Beside the small, chipped plate, brilliant amber motes swirled in the mask upon Harry's lap.

'What are you eating?' Bella bounced across. 'Cake?'

'Cherry tart,' Harry said, forcing a mouthful down. A bittersweet pain twisted in his heart as the taste of the fruit melted on his tongue. 'There was still some left in the cupboard. I'd never be forgiven if I wasted cake and I have to eat something, so...'

It's meant to hurt. He let the bittersweet pang rip deep and stabbed a cherry-laden piece of tart. You deserve it.

Bella prodded him in the cheek. 'All your face is still there!'

'Yes.' He swallowed. 'I know.'

'Then why are you wearing the shiny mask!?' She bounced on her toes, gazing down into the swirling flickering gold. 'Is it part of the game?'

'Because it's who I turned out to be and I deserve it.'

Bella's violet eyes shone like stars as she scrunched her nose up at the tart. 'What is it? Cherries?'

'And almonds,' Harry murmured.

The world sank into the silver tines of the fork, swirling down into the burning rays of golden light whirling in the amber mask; Harry let it go.

'Can we have some?' Bella asked. 'We're family!

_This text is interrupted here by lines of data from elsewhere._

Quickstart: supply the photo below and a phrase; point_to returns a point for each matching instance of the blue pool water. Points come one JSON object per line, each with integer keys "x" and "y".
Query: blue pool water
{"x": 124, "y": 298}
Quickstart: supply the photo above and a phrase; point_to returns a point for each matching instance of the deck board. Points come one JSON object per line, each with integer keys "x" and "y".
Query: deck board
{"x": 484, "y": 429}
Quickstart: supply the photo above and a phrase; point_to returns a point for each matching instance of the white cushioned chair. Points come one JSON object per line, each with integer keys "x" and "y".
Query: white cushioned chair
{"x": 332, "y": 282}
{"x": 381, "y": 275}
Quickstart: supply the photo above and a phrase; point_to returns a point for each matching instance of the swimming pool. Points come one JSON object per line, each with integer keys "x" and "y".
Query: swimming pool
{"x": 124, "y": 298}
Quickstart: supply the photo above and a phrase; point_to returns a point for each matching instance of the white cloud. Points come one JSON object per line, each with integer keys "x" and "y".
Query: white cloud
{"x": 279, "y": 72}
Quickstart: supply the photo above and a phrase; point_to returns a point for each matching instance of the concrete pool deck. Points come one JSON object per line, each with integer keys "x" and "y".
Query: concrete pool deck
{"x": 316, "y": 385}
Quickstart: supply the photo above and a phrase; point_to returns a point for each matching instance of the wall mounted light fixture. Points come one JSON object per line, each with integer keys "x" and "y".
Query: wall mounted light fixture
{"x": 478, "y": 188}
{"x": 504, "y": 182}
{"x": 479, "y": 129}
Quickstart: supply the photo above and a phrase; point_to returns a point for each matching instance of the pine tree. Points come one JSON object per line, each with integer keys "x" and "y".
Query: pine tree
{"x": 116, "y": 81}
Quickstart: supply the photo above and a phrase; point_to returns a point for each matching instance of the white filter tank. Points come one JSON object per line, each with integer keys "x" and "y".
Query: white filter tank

Like sisters. And sisters are meant to share!'

A bitter flash of humour tugged at the corner of his mouth. 'You have it, Bella. But don't waste it.'

'I won't!' She grabbed the plate and snatched the fork from his fingers, stabbing a piece and sticking it in her mouth. 'It's good!'

'There wasn't much chance of any bad cake ending up in that cupboard,' Harry whispered. 'When you're finished, I think we'll go to Nurmengard. I don't want to wait.'

No more waiting. No more wishing. The small sad little smile spread its arms in the empty place beneath his heart, drawing him down into its hollow melancholic embrace. No more hoping.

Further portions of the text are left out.